Political scientists first noticed a trade-off between “exit” (i.e. leaving the country) and “voice” (i.e. political activism in the country) for people who wanted political change in totalitarian countries such as Eastern Europe before the fall of Communism (see the famous essays by Hirshman, 1993). If the more recent emigration from southern to northern Europe drove young people abroad on a similar “exit”/“voice” trade-off margin, we should expect the emigration to drain the political and social capital that is crucial for political renewal and change. This is what happened to Italian local governments in the years between 2008 and 2014.
Another important but much less noticed mobility phenomenon has been on the rise. This is the increased mobility of young, mostly highly educated individuals from Southern to Northern Europe, which is a consequence of free mobility in the European Union.
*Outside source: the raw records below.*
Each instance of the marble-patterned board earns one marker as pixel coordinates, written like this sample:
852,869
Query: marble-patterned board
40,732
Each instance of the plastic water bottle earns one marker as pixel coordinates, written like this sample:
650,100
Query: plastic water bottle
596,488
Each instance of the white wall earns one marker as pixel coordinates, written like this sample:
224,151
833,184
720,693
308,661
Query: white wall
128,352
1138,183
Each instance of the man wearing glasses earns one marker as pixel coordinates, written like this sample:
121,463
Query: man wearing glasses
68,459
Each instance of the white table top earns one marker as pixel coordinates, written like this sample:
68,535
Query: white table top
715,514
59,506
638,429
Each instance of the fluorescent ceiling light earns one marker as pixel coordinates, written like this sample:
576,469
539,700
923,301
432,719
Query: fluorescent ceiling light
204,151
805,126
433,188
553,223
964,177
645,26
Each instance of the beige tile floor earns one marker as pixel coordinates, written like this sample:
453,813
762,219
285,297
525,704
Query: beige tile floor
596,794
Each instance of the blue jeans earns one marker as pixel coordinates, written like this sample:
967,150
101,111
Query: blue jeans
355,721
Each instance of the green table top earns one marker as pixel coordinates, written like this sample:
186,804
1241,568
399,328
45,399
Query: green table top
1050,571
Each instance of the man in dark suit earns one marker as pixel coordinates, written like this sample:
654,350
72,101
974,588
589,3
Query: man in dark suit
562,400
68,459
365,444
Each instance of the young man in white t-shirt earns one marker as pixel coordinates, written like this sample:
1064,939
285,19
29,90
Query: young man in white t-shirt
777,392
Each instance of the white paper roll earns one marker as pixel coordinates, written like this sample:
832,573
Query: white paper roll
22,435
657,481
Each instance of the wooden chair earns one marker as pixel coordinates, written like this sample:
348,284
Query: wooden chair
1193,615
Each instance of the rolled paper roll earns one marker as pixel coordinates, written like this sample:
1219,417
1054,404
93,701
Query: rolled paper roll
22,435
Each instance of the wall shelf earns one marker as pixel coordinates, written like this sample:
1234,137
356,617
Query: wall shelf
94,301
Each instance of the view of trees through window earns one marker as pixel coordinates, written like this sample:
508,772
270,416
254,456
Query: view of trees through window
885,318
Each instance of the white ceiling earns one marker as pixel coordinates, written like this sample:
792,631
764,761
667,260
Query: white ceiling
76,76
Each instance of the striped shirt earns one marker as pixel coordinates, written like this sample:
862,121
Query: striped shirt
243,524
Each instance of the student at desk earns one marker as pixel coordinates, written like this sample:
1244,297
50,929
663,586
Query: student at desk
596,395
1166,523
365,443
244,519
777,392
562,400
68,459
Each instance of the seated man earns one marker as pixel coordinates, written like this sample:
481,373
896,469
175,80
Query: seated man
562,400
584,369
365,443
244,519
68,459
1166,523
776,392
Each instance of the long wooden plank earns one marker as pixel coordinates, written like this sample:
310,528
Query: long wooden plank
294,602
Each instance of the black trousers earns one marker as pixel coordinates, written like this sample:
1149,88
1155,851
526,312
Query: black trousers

During this period, younger, more gender-balanced, and usually higher-educated political leadership emerged in many local governments, especially in the North of Italy following a widespread demand for change and reforms. However, municipalities with larger emigration rates exhibited a substantially slower pace of political change (or no change at all), as measured by characteristics of the political leadership (e.g. their education, gender, and age) and political efficiency of the local government. More specifically, larger emigration rates during the recession were related to a decrease in average education, an increase in average age, and a decrease in women’s share in the local political leadership (mayors and city council members) between 2008 and 2014. High-emigration municipalities also had a decrease in political participation (electoral turnout), and weaker support for protest/anti-establishment parties which had a larger probability of experiencing a dismissal of the local government for grave dysfunctionalities or corruption.
This evidence is consistent with the worsening in the quality and performance of local politicians in municipalities with large emigration rates. One explanation for such relationship is that young, educated, and dynamic voters, and potential political leaders, found an easier way to fulfil their need for improvement and change in the emigration option (exit). This reduced the potential for change in the local political environment (voice option).
While free mobility across European countries brings large gains overall by allowing productive young individuals to migrate towards better opportunities, it might have important distributional effects: economically strong countries tend to benefit from the migration inflows of these productive workers, while the economies suffering stronger economic recession are penalized a second time by the drain in political capital and the consequent political and institutional stagnation. A vicious circle that might dramatically amplify the divergence across countries. On the verge of Brexit, this Italian emigration episode also represents a cautionary tale for the effects of a possible drain of young, productive, European and British individuals on the British economy and political system.
Remaining connected with the diaspora, allowing emigrants to play a role in the political renovation of the country of origin by remitting ideas and values, and granting them voting rights and participation mechanisms in the political process, are possible strategies for recovering part of the “lost political capital” of emigrants.